KURAYZA OĞULLARINA UYGULANAN TEVRAT’IN HÜK­MÜ­DÜR (4)

(...dünden devam)

Rivayetin doğruluğu var sayılsa bile bu olayı bir katliam saymak doğru değildir. Bu, misliyle mukabeledir. Çünkü bu Yahûdî ka­bîlesi, Müslümanların müttefiki idiler. Saldırgan yabancı güçlere karşı Müslümanlarla birlikte Medine’yi savunacakları hususunda Müslümanlarla ittifak yapmışlardı. Kendilerinden önce sözlerinde durmayan Kaynuka ve Nadir Oğullarının sürgün edilmiş olmalarından da ibret almamış, onlardan çok daha büyük bir hıyanet içine girerek, Müslümanları tamamen imha etmek üzere gelen birleşik müşrik ordusuyla birleşmişlerdi. Eğer savaşta öteki taraf galip gelseydi, Müslüman erkekler kesin olarak öldürülecek, çocukları ve kadınları esir edilecekti. Hıyanetin cezası ölümdür. Yapılan suçu dengiyle cezalandırmak adalete uygundur.

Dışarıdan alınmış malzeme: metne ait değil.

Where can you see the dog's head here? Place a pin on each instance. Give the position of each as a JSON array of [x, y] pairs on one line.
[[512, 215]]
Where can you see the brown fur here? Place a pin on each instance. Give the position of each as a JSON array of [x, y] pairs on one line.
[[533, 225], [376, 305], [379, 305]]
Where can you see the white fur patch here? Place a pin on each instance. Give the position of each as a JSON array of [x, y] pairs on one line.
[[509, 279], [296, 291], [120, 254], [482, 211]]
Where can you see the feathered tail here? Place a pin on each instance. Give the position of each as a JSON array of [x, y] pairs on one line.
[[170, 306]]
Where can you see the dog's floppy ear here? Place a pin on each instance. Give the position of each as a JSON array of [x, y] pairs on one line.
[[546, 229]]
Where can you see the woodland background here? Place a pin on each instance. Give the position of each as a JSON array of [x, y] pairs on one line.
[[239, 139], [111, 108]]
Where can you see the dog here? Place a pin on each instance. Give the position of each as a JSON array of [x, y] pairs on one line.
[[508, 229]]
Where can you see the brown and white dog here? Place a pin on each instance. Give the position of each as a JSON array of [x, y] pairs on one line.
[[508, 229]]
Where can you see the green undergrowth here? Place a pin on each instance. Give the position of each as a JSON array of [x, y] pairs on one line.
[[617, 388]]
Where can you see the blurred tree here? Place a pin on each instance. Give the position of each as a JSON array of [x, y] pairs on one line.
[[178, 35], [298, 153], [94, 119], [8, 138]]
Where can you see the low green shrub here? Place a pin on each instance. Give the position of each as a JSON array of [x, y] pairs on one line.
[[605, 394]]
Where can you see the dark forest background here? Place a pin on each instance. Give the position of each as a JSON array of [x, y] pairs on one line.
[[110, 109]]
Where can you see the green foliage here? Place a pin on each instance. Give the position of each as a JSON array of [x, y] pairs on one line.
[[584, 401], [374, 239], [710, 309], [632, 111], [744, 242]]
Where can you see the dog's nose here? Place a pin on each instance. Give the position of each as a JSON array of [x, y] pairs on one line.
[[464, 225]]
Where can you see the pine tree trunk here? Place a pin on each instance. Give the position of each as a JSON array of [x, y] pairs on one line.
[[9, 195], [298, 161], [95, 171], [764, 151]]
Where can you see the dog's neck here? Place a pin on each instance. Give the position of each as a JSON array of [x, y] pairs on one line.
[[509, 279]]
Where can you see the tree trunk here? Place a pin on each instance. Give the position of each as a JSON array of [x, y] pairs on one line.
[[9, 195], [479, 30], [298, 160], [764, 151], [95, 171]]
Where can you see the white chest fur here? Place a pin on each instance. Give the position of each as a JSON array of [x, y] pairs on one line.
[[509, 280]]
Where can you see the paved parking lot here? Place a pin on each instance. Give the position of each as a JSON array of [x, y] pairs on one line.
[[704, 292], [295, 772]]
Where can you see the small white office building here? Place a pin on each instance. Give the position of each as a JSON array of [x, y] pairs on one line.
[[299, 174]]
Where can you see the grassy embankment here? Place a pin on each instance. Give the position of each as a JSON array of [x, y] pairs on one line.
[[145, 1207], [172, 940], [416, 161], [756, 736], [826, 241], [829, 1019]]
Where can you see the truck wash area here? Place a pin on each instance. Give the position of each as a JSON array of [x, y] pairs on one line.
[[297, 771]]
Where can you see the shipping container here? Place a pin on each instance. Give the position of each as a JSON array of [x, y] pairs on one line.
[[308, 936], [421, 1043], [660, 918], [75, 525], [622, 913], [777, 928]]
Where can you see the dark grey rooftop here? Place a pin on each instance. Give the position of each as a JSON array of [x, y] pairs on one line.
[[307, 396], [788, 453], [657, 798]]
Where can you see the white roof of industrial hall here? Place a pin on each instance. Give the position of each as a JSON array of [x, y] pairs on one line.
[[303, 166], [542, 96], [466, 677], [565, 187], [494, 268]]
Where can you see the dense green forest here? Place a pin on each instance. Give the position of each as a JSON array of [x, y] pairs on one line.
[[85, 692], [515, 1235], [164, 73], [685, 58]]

Kesin kanaatime göre Peygamberin tutsakları öldürdüğü hakkındaki âyetin ifadesiyle bağdaşmayan rivayet doğru değildir. Doğru olduğu farz edilse bile bu karar, Tevrat’ın hükmüdür. Herhalde bu ka­rarı veren Sa‘d, Tevrat’ın bu konudaki hükmünü biliyordu. Peygamber’in ona: “Sen Allah’ın hükmüyle hükmettin!” demesi de Sa‘d’ın hükmünün, Tevrat’a dayandığını gösterir.

Şimdi bu konuda Tevrat’ın hükmünü gözden geçirelim: "Bir şehre karşı cenk etmek için ona yaklaştığın zaman, onu barışıklığa çağıracaksın. Ve vaki olacak ki eğer sana sulh cevabı verirse ve kapılarını sana açarsa, içinde bulunan bütün kavm sana angaryacı (esir, köle) olacaklar ve sana kulluk edecekler. Ve eğer seninle musâlâha etmeyip cenk etmek isterse o zaman onu kuşatacaksın ve Allah'ın Rab onu senin eline verdiği zaman, onun her erkeğini kılıçtan geçireceksin; ancak kadınları ve çocukları ve hayvanları ve şehirde olan her şeyi, bütün malını kendin için çapul edeceksin..." (Tesniye: 20. bab).

Kurayza Oğullarına uygulandığı rivayet edilen hüküm, işte Tevrat'ın bu hükmüdür. Bir kavme, kendi mukaddes kitaplarının hükmünü uygulamak, zulüm değil, adalettir.